Taming the Net

January 19, 1996

THE Internet reflects the thinking of those who use it. You can find the best of humanity there, and something approaching the worst. How do you make ample room for the former, while constraining the latter?

That question, or some variation of it, resurfaced when authorities in Bavaria charged CompuServe, the on-line computer service, with violating German pornography laws by allowing access to ''newsgroups'' that deal with sexual matters. CompuServe promptly shut down the offending groups, which affected not only German subscribers but everyone.

More recently, calls arose in the United States for Internet providers to refuse service to Aryan Nation and other white-supremacist, anti-Semitic hate groups that had set up World Wide Web sites. The Simon Wiesenthal Center, based in Los Angeles, is spearheading that effort.

And in Congress, the push continues to legislate smut off the Internet. The current version of the measure, which is included in the massive telecommunications reform bill now stalled in conference, tries to apply a standard of ''indecency'' to the Net's free-wheeling forum.

The question is less, should these endeavors succeed, than can they?

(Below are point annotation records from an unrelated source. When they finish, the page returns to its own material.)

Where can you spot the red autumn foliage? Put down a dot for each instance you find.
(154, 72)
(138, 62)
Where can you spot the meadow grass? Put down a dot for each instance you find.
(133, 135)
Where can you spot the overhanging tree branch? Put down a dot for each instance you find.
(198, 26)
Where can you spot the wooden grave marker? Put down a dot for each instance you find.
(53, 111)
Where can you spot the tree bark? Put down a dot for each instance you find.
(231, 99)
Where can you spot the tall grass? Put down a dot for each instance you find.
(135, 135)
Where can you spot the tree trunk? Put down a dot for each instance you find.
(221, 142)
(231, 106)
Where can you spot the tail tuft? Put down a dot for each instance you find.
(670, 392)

Pornography and hate have to be opposed, and means of controlling access to such material, especially for children, should be conscientiously applied. For example, schools and other Internet users can obtain software to screen out subject matter deemed inappropriate. Also, some commercial on-line services, such as Prodigy, have coding procedures that allow parents to place certain areas off-limits to other family members.

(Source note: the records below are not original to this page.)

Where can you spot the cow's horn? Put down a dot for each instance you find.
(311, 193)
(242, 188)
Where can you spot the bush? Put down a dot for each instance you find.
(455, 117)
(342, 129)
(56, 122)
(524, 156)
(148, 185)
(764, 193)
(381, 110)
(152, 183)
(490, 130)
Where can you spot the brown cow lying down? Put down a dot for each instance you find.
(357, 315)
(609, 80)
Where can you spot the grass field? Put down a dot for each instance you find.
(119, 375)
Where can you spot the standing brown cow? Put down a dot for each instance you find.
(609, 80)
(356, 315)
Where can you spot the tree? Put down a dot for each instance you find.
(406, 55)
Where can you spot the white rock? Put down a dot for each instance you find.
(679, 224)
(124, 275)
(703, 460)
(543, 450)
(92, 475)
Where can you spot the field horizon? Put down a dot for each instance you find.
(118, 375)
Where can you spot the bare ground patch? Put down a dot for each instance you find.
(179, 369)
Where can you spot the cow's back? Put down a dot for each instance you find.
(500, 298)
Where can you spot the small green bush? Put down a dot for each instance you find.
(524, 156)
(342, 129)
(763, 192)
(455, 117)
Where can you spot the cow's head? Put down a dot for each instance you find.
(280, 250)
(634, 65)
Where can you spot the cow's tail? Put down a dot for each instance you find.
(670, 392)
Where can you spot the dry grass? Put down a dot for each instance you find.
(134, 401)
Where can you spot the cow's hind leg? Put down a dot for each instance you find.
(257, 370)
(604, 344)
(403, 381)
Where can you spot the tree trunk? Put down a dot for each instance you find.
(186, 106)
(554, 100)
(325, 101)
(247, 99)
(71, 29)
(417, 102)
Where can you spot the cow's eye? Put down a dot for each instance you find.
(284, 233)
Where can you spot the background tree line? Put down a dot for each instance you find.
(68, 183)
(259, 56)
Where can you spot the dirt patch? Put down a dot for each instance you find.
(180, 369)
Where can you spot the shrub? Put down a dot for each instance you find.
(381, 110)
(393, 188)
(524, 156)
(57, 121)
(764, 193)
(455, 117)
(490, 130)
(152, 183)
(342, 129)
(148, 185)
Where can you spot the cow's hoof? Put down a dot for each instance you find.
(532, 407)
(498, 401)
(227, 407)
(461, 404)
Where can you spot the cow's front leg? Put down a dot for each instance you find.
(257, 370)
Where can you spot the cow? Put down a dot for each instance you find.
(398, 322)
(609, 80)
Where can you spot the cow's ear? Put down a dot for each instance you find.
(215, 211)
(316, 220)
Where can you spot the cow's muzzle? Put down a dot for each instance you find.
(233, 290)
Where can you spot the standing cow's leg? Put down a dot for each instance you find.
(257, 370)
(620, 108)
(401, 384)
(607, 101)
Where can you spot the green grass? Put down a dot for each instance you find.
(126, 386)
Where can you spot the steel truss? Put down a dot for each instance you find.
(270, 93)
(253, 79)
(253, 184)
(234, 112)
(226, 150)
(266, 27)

CompuServe and other services are developing the capability to shut off access selectively so that their offerings can be tailored to the laws and values of a particular country or region. Then the world-wide censorship that followed the German ruling wouldn't be necessary. Moreover, the on-line industry as a whole is in the process of developing technology to rate content and warn users about objectionable material.

A few Internet providers, including services run by some colleges and universities, have already decided to exclude hate-group material.

But none of this means cyberspace will become a tame, well-regulated realm. The nature of computerized communication, with millions of senders and receivers in all corners of the globe - every desktop or laptop both a printing press and a bookstore, as some have noted - defies constraint. By design, the Internet circumvents efforts to block the flow of information. Offensive material will circulate, sometimes blatantly, sometimes under an altered file name, sometimes in encrypted form that makes detection and control nearly impossible.

In countries with strong civil-liberties traditions, policies of out-and-out government censorship won't be tolerated by the courts and a substantial part of the public. There is a real question, in the US, whether the vague ''indecency'' standard favored by Congress can pass constitutional muster. The most effective - and least intrusive - methods of refining the Internet's gush of information will be applied privately by corporations, schools, homes, and individuals.

Experts estimate that less than one-half of 1 percent of the Net's digital landscape is devoted to dirty or obscene material. This leaves vast territory open to useful, wholesome, constructive discourse. The obscene or hateful stuff can be, and in fact is being, countered. So bring on the filtering, disciplining capabilities. But most of all let those who want to argue against pornography or racist theories, and for community and morality, join the electronic conversation.